I was on my way to the airport when I started to feel sick.
I had no idea what was wrong.
I called my doctor, who told me I had a cold.
The doctor gave me a prescription for iced tea.
“You need to have your temperature checked to make sure your fever is normal,” he said.
When I got home, I had an open stomach and started vomiting.
My stomach was getting heavier.
I went to the bathroom to get on the toilet, and I was just about to take a sip when my phone rang.
It was the doctor’s assistant.
She told me to call her back.
As I got into the car, I looked down and I saw the phone.
It was the same doctor.
He said, “I have to come get you, honey.”
It felt like an eternity, but my stomach was still growing and growing.
By the time I got to the hospital, I was on the verge of death.
After two hours of vomiting, I couldn’t stand up and said, “Can you please take me to the ER?”
I was scared.
My stomach was swelling and it was making me nauseous.
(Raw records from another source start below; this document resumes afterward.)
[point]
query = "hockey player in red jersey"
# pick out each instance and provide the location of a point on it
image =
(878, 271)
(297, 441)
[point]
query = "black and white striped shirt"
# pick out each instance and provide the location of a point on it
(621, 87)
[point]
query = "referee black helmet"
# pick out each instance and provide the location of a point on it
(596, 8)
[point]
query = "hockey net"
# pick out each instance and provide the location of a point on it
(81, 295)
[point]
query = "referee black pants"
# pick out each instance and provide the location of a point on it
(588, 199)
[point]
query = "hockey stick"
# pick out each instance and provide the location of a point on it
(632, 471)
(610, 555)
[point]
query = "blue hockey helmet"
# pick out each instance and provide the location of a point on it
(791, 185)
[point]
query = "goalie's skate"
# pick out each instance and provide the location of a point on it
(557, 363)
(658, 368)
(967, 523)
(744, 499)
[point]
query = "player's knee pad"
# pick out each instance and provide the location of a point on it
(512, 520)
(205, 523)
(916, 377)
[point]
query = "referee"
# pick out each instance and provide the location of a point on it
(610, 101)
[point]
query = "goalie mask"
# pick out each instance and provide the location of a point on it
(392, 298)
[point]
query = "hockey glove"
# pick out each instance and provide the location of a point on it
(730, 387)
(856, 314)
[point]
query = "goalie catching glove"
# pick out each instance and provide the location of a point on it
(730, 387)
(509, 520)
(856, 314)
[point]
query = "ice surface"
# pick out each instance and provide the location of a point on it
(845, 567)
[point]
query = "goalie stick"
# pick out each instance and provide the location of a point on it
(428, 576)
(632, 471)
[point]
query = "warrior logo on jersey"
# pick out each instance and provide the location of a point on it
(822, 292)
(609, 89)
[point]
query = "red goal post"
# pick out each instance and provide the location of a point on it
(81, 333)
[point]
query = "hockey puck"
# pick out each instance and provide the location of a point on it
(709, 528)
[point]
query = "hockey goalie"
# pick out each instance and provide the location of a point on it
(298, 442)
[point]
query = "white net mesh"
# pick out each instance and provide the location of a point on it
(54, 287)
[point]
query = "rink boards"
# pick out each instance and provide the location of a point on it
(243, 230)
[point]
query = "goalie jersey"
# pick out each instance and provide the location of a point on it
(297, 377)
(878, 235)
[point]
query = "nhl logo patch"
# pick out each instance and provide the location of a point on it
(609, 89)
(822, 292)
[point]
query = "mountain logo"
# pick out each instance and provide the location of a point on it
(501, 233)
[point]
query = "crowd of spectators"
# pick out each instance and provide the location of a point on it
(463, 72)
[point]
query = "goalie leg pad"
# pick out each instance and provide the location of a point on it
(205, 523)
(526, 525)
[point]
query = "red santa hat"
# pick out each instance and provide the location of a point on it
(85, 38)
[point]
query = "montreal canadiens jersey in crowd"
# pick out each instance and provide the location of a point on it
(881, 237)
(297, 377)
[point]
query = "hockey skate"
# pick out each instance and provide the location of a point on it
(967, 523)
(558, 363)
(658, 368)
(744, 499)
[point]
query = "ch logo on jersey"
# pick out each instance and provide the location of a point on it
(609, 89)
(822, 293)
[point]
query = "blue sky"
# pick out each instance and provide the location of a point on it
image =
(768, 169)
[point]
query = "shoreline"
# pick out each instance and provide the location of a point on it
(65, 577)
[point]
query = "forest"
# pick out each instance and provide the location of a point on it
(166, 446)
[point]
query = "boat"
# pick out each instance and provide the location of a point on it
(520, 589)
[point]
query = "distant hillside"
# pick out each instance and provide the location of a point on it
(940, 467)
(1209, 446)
I said, “I don’t want to die.”
The ER doctor said, “What do you mean, you don’t wanna die?”
I said I was afraid.
He said, I’m going to make you a coffee.
I was like, “You’re not gonna make me coffee.
What do you want me to do?
I said, Please?”
He said I needed a glass of water.
A nurse came by and I had to sit down.
I told her I had had enough of coffee.
She said, you need to make me a coffee and then I’ll get you to the coffee shop.
I asked what coffee shop, and she said Starbucks.
I walked into the store and there was a line of people.
I got the coffee and sat down at a table.
Then she said, Why do you need me?
I said because you’re the ER doctor.
She started telling me the whole story.
What the hell was going on?
I asked her.
She said I didn’t need to tell you everything because I was sick.
Then she asked, Can I have a doctor look at you?
I told them, No, because you told me not to tell me everything.
They took my temperature, they took my blood pressure, and they asked my breathing rate.
Then they gave me an X-ray.
I went back to my car and my stomach started growing again.
I didn,t know what was going to happen.
Suddenly, I heard a woman’s voice from the back of the ER yelling, “Hey, hey, hey!
We’re here!”
The nurse walked over to me and she told me she was going into surgery.
Within the first few minutes, I felt dizzy and had a headache.
But the next day, I went into surgery and the doctors gave me the news.
They were worried.
We have to find a new doctor to do my surgery.
This is going to be a life-changing experience for me, but also a really scary one.
The truth is that IHOBs are just like any other place.
They’re small and run by a few people who have an agenda.
Every day, you have to decide who is in charge and who’s in charge of the hospital.
You don’t need an excuse to leave.
One day I was at the ER and a woman came in.
She told me, “Your condition is really bad.
You have to have a CAT scan.
You need to go to the doctor.”
I said no.
Her assistant, who was the hospital’s resident nurse, said, What?
I looked up and I said the doctors are in charge.
That day, she went to see me and my mom and they told me my mom had a stroke.
They took me to her bedside and told her to rest.
When she got up, she had no pain in her legs and she was breathing normally.
At that point, I called her and told my mom, I need you to call the doctors.
She called me back and said I had been discharged and that she wanted me to get back in the room with her.
I don’t know what I did wrong, but I felt betrayed.
On the way to my appointment, my mom got me into a car.